BBQ, sandwiches, and sprinkles
When Kristen Bailey and Anton Gaffney opened Sweets & Meats BBQ in 2014, it was just a food tent for events and catering on the side. Two years later, they were still catering but moved their mobile operation into a food truck. Even though the business continued to do well, a food truck was never the end game.
“We’ve always wanted to open a restaurant,” Bailey says. “However, without the capital or any outside investment, we started with what we had and continue to reinvest our profits.”
Sweets & Meats offers a variety of side dishes.
Last year, Bailey and Gaffney opened a take-out window in Mt. Washington where they now have normal operating hours five days a week. They decided to keep the truck open as well, and the decision has paid off. This year, Sweets & Meats BBQ was voted Mobile-Cuisine’s 2018 Food Truck of the Year. The long-term plan is to open a full-service restaurant.
“We went from serving under a tent in a parking lot to having a food truck, and now brick and mortar, all in under three years, Bailey says. “We’re extremely blessed and excited about all we’ve accomplished in a short amount of time.”
For Over-the-Rhine’s Panino, the food truck was a great beginning, but not the end of the story. They opened in 2014 and were featured in Soapbox’s 30 must-try food trucks (http://www.soapboxmedia.com/features/052014-30-cincinnati-food-trucks-to-try-this-summer.aspx) that year, but retired the truck within a few years.
“We had an emphasis on doing large events so that we could serve our food to as many people as possible,” co-owner Nino Lorento says.
“The goal was for the truck to be a promotional ‘vehicle’ for the concept, in hopes to have an opportunity to open a restaurant,” he says. “My co-chef and business partner, Joe Helm, did the taste of Cincinnati twice, with a menu that was 100% sourced from Cincinnati farms and artisans — a feat which we are very proud of.”
Panino’s in-house, naturally cured meats
In 2016, Panino opened as a specialty sandwich shop and finely curated deli counter in Over-the-Rhine. The move was strategic, according to Lorento, as a way to get their food into the hands of foodies, influencers, and tastemakers. The end goal for Panino is to grow their retail line of natural cured meats while also expanding their business into what he calls their “fast casual concept.” For them, the food truck was just a stop along the way.

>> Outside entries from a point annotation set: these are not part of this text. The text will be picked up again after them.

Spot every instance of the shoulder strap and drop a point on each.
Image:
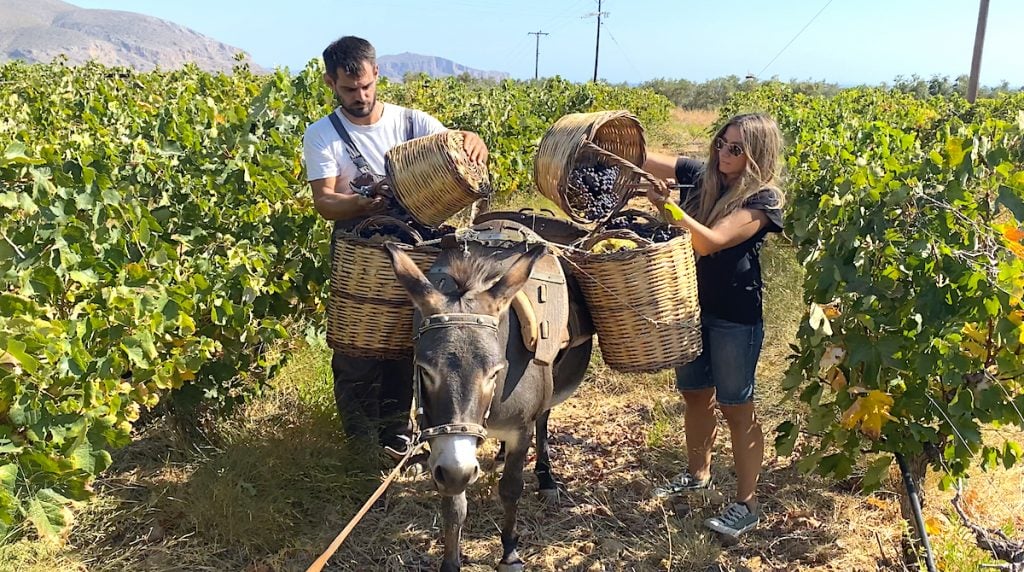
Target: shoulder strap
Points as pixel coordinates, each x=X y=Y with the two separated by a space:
x=410 y=124
x=353 y=151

In Walnut Hills, one neighborhood food truck has a different take on the business. Their business model has always been connected to their community as much as the food. The food is just a means to an end.
Started by local nonprofit I-58, Green Man Twist is a soft serve ice cream truck parked around the clock in Green Man Park, a public greenspace area along Walnut Hills’ McMillan Avenue. As a nonprofit, all proceeds from Green Man Twist are given back to the neighborhood through affordable housing and education initiatives, including scholarships for school supplies and tuition. It is also a job training program with employees learning all the ins and outs of operating the business and having an equal voice in the operation.

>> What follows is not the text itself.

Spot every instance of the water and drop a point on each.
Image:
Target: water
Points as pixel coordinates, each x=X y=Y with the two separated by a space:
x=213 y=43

Yes, Green Man Twist is a food truck. But it’s really an experiment in social entrepreneurship. Walnut Hills is a neighborhood in transition, with old and new residents competing for real estate, business resources, and public space. Rather than operate one more business that pulls residents apart, they want to bring them together over something everyone loves: ice cream.
Two of its co-founders, RH Sweeten and Mark Leeman say even their parking location in Green Man Park was chosen to facilitate community engagement.

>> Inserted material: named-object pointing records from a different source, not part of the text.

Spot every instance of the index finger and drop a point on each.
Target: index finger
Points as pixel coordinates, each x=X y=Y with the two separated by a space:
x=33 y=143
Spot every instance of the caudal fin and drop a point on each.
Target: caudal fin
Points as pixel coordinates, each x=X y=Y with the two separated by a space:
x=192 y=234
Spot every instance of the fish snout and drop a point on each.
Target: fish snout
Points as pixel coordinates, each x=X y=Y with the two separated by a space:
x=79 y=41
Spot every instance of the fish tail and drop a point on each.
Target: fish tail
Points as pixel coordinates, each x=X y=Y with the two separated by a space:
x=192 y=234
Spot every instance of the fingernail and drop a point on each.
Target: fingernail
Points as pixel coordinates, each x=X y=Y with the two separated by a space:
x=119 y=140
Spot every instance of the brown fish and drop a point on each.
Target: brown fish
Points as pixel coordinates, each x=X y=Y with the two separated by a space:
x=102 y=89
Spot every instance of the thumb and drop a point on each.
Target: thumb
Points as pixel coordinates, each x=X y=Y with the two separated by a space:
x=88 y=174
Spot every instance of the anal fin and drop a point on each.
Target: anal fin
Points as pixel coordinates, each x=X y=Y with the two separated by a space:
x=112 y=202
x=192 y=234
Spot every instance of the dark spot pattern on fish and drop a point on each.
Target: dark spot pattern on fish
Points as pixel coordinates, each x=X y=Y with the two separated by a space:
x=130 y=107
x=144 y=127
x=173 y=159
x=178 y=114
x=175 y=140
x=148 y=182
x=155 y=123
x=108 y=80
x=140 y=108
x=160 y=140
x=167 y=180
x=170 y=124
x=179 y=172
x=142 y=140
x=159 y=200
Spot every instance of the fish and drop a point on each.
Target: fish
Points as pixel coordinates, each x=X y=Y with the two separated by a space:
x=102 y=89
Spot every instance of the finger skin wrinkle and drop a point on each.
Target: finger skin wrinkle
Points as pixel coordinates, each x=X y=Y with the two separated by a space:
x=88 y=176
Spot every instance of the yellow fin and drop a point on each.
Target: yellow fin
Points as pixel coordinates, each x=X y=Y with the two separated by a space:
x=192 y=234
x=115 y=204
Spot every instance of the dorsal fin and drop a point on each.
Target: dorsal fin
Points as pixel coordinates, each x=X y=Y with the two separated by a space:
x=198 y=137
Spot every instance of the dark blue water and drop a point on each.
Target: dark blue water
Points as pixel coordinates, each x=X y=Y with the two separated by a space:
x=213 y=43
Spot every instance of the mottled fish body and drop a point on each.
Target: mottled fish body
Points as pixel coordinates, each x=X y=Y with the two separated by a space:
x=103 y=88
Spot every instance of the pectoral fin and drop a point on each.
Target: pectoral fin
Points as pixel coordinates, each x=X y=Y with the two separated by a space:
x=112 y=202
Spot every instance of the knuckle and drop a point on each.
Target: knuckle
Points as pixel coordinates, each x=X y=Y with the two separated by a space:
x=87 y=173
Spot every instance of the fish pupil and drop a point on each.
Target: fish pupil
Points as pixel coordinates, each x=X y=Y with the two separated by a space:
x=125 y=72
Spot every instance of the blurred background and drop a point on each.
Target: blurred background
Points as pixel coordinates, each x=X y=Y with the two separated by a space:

Through email, the founders elaborate: “The park being public space, it is not ‘controlled’ by anyone, which is important in a neighborhood where so many long-time residents feel they are being squeezed/priced out of their neighborhood… Hopefully we can mix all [residents] together in a hospitable space where they can actually get to know each other and really be neighbors instead of just living in the same place but competing.”
“We call it a business for social change, and that drives us — all of us learning and growing and listening for how we can do it all better. All of us — white, black, young, old, women, men, from privileged backgrounds and from generational poverty — all dialoguing with dignity and shared power so we can serve and love a diverse and complex city and neighborhood.”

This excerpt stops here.